Mas a situação exige uma distinção importante: o EES não foi suspenso e não houve um novo adiamento geral de sua implantação.
Documentos da Comissão Europeia, do Conselho da União Europeia, do EUR-Lex e de autoridades nacionais indicam que o sistema está plenamente operacional desde 10 de abril de 2026. Ao mesmo tempo, alguns pontos de passagem de fronteira ainda podem enfrentar ajustes de infraestrutura, equipamentos e procedimentos.
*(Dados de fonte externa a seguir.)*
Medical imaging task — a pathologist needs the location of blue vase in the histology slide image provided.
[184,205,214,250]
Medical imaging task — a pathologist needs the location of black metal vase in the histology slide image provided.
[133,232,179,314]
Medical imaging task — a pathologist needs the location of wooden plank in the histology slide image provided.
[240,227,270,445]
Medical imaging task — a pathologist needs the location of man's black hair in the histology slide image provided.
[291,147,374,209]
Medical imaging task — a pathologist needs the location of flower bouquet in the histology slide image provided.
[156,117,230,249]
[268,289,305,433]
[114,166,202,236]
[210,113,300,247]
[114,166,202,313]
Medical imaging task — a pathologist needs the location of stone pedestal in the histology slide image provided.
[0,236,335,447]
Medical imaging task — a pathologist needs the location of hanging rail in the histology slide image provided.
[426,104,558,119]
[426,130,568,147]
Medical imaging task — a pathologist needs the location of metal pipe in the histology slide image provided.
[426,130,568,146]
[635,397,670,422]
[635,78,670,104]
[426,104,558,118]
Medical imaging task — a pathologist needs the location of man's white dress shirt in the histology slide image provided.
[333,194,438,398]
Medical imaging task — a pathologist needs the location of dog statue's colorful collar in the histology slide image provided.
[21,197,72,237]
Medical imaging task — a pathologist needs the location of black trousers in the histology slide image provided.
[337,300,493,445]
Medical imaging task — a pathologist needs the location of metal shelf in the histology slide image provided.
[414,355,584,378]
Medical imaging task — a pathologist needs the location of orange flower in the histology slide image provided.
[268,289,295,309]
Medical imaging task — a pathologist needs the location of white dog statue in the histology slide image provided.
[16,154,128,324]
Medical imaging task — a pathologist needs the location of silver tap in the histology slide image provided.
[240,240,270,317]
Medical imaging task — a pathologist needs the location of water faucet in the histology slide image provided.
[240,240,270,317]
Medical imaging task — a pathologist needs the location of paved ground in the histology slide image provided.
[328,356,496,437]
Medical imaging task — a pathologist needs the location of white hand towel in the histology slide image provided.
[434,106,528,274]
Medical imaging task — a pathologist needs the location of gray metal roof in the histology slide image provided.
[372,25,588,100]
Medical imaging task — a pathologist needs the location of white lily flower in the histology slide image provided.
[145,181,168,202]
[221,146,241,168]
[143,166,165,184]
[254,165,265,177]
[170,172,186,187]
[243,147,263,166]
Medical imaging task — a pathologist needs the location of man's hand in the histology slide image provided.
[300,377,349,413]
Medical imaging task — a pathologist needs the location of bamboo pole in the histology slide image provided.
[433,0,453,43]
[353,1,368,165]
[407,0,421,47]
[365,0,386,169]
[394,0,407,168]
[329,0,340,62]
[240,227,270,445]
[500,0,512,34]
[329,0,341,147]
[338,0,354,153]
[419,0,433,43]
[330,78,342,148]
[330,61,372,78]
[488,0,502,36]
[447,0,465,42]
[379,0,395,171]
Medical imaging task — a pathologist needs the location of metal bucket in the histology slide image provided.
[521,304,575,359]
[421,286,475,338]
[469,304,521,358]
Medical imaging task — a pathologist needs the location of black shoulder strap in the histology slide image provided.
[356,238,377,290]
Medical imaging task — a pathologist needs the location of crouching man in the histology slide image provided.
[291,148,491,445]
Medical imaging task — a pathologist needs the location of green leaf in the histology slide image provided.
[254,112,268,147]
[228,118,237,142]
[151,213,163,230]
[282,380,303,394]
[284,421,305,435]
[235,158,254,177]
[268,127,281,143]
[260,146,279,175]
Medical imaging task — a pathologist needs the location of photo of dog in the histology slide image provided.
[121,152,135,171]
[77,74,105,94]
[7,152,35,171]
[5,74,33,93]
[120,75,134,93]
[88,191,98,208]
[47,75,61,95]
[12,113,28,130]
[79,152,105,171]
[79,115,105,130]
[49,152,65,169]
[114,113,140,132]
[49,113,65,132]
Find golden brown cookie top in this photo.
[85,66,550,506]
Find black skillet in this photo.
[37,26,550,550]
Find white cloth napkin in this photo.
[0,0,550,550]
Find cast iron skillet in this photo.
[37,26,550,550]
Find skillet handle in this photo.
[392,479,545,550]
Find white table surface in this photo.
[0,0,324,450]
É justamente essa diferença entre a implantação oficial e a operação prática que tem provocado parte da confusão.
O que é o EES?
O EES é o novo sistema eletrônico europeu criado para registrar entradas e saídas de cidadãos de países de fora da União Europeia que realizam estadias de curta duração no Espaço Schengen.
Para os viajantes abrangidos, o sistema registra eletronicamente informações do documento de viagem, fotografia facial e impressões digitais, conforme as regras aplicáveis. Também registra entradas, saídas e recusas de entrada e permite às autoridades acompanhar de forma mais precisa o período autorizado de permanência.
O objetivo é substituir gradualmente os registros manuais e tornar o controle das fronteiras externas mais integrado, além de ajudar na identificação de pessoas que ultrapassaram o período permitido de permanência e no combate a fraudes relacionadas a documentos e identidade.
Para brasileiros que viajam à Europa a turismo ou negócios por períodos curtos, portanto, a mudança é relevante.
O sistema já está funcionando?
Sim.
A implantação começou de forma progressiva em 12 de outubro de 2025, permitindo que os países adaptassem equipamentos, infraestrutura e procedimentos. A regulamentação europeia estabeleceu um período de transição justamente para que os diferentes pontos de fronteira pudessem se preparar.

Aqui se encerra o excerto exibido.